ここでは学習であるため仮想化ソフトを使ったが、UTM専用のパソコンを1台用意するのが本来の使い方だ。なお、Sophos XG Firewall Home Editionは、企業ネットワークにつないで業務に使う場合は、Sophos XG Firewallのライセンスが必要となる。
実習1:ファイアウオールで任意の通信を遮断
まずUTMの中核機能であるファイアウオールを解説する。ここでは分かりやすい例として、LANにつながったクライアントパソコンからインターネットにあるWebサイトへのアクセスをブロックしてみる。
一般にUTMは、標準状態ではLAN上のクライアントパソコンからのWebアクセスを許可している。XG Firewall Homeも同様だ。そこでファイアウオール機能でHTTP/HTTPS(HyperText Transfer Protocol/HyperText Transfer Protocol Secure)の通信をブロックするルールを追加して有効にする。これで、クライアントパソコンでWebサイトを閲覧できなくなる。

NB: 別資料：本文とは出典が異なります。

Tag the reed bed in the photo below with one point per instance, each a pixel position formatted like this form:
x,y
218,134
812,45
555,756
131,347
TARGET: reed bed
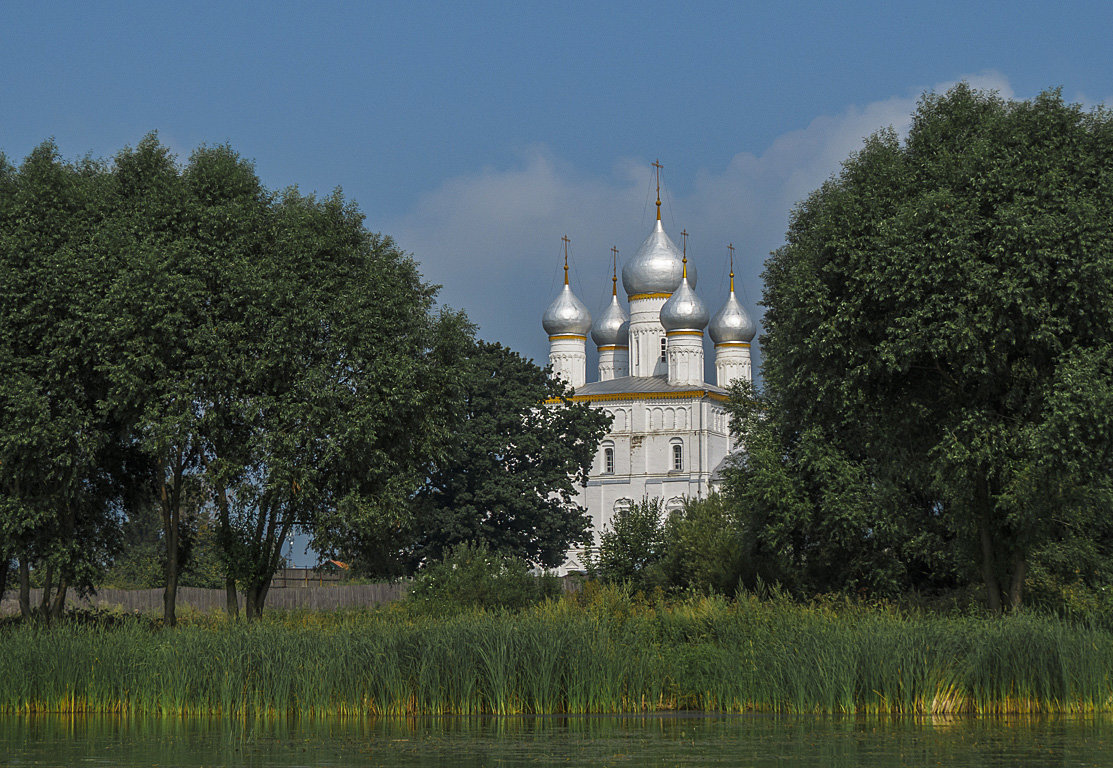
x,y
611,655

HTTP/HTTPS通信を拒否するファイアウオールルールを設定しよう。設定場所は、管理画面の「ルールとポリシー」にある「ファイアウォールルールの追加」だ。この場合ブロックする対象はLANからWANへの通信である。そのため送信元ゾーンに「LAN」、宛先ゾーンには「WAN」を指定する。
次に対象とするプロトコルを指定する。ここではWebアクセスで使うHTTP/HTTPSになる。この2つを「サービス」に追加する。以上でルール作成は完了だ。このルールをON(有効)にすると、LAN上のクライアントパソコンでインターネット上にあるすべてのWebサイトを閲覧できなくなる。再び見られるようにするには、このルールをOFF(無効)にする。